Yaşamayı ciddiye aldığın için değil, sünnet diye ağaç dikeceksin!

Mustafa Emre Akgül

Herkese esenlikler dilerim değerli okuyucularım.

Nazım Hikmet’in bir şiirini okudum geçenlerde “Öylesine ciddiye alacaksın ki yaşamayı,
yetmişinde bile, mesela, zeytin dikeceksin,
hem de öyle çocuklara falan kalır diye değil,
ölmekten korktuğun halde ölüme inanmadığın için” diyordu. .

Buradan, bu sayfalardan bu şiiri benimsemiş kişiler söylemek istediklerim var. Bırakın yaşamayı ciddiye aldığın için ağaç dikme masalını, bırakın ölümden korkmuyoruz romantizmini, bırakın ömrünün hakkını ver şeklinde kendinizi gaza getirmeyi, gelin beni dinleyin.

Bir insanın niyeti, neyi ne amaçla yaptığı çok önemlidir. Örnek vermek gerekirse bir insana yardım etmek iyidir. Ancak yardım ettiğin insanı ileride kullanırım niyetiyle yardım etmek çok da etik değildir. İçinden neyi neden yaptığını bilmeden romantizm zırvalarıyla yardım edersen, ağaç dikersen, iyilik edersen kendi materyalizm zırvalığına hizmet etmek için yaptığını var sayarım. Amacın insanlığa miras bırakmak için değil “ben insanlığa hizmet ediyorum” lafını kendine söyleyebilmektir. Ölüme inanmadığın için dikeceğin zeytin sana bir iki dakikalığına ölüme inanmıyorum mu dedirtecek. Yapacak olan yapar, laf türetmez. Hem bak sana bir çıkar yol göstereyim. Zeytin dikmek istiyorsan bu niyetle dik.

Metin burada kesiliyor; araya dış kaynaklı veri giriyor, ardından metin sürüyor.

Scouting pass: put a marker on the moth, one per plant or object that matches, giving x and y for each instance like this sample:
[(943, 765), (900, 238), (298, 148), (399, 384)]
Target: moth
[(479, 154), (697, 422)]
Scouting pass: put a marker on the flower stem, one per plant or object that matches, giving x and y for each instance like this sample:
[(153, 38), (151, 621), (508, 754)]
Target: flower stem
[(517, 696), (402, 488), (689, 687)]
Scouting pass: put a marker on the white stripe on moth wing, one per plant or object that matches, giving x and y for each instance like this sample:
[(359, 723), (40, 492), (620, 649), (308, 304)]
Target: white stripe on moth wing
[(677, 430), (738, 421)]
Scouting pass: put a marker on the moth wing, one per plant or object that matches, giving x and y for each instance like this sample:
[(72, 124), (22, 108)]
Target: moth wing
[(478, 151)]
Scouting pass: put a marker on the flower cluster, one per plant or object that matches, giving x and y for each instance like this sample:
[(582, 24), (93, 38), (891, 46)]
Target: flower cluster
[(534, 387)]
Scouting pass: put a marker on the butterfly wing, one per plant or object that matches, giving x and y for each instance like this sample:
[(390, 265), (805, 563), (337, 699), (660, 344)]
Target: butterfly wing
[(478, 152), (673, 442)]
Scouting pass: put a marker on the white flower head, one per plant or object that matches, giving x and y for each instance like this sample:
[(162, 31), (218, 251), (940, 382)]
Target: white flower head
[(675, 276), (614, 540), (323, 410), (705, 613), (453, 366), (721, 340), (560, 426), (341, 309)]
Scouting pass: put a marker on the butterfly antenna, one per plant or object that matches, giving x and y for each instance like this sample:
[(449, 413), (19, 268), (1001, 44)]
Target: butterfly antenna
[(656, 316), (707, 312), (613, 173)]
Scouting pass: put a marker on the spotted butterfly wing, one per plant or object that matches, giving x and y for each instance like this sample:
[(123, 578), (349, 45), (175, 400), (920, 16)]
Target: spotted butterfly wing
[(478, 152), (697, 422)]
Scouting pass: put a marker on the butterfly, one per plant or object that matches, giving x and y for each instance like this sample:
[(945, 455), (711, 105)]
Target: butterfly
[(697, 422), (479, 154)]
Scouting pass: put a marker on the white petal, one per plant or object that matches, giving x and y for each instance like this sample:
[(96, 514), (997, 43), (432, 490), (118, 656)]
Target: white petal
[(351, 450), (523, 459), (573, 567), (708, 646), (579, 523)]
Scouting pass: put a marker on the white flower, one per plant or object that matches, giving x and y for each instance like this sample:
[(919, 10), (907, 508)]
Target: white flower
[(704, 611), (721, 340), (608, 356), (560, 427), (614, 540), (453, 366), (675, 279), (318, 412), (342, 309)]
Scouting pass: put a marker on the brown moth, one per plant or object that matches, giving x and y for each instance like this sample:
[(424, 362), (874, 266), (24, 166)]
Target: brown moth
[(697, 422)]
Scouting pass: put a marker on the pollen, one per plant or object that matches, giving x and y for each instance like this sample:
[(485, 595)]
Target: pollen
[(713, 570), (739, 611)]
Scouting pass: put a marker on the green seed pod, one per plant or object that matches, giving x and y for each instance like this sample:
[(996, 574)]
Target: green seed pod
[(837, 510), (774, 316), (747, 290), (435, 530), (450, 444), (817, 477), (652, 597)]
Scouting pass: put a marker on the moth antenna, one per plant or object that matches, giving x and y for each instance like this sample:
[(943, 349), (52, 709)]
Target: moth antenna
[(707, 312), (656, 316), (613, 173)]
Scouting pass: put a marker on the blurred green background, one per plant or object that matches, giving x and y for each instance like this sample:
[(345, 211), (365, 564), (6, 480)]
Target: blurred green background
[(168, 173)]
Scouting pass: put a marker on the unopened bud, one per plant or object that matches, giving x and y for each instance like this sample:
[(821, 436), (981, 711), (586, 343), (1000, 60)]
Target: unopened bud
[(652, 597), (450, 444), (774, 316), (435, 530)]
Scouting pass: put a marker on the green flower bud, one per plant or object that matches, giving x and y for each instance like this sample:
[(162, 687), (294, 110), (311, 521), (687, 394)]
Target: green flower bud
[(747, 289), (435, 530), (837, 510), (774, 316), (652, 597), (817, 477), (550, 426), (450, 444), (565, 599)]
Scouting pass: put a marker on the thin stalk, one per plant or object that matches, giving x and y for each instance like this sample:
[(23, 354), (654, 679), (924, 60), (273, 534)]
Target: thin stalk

“Kıyametin koptuğunu görseniz de elinizdeki fidanı dikin" Hz. Muhammed (s.a.v) bakınız size niyet sağladım. Hem sevap kazandınız hem ölümden korkmuyorum romantizmden uzaklaştınız…

Ahlaklı eylemin hiçbir çıkar taşımaması gerekir der Kant. Ben de diyorum ki ahlaklı eylemin ancak ve ancak Allah rızası taşıması gerekir. Son yıllardaki insan gözlemlerim bana gösteriyor ki çıkarsız yapılan hiçbir eylem yok. İnsanların çıkarsız yaptığını zannettiği eylemlerde kendilerini ve zevklerini tatmin etmekten öteye geçemiyor. Yani zeytin ekmenin bir işe yaramasını istiyorsan “Niyet ettim Allah rızası için zeytin ekmeye” niyeti al ağızla söylemene gerek yok kalbinden geçir yeter. Buraya kadar gelmişken bir de hadis ekleyeyim “Ameller ancak niyetlere göredir.” Sen ne niyetle bir şeyler yaparsan sana gelecek de odur. Kabe’ye secde edersen Kabe’ye Allah’a secde edersen Allah’a secde etmiş olursun.

Yazıyı çok uzatmadan, söylemek istediğim şudur;

Niyetlerinizi sağlam alın, iyilik içinse yaptıklarınız eylemlerinizi çıkarsız hale getirin, masalları bırakın hayatın gerçeklerine yüzünüzü dönün. Ciddiye aldığınız yaşamak değil Allah’ın rızası olsun. Fiillerinizi gerçekleştirirken ciddiye aldığınız kavram için yapın.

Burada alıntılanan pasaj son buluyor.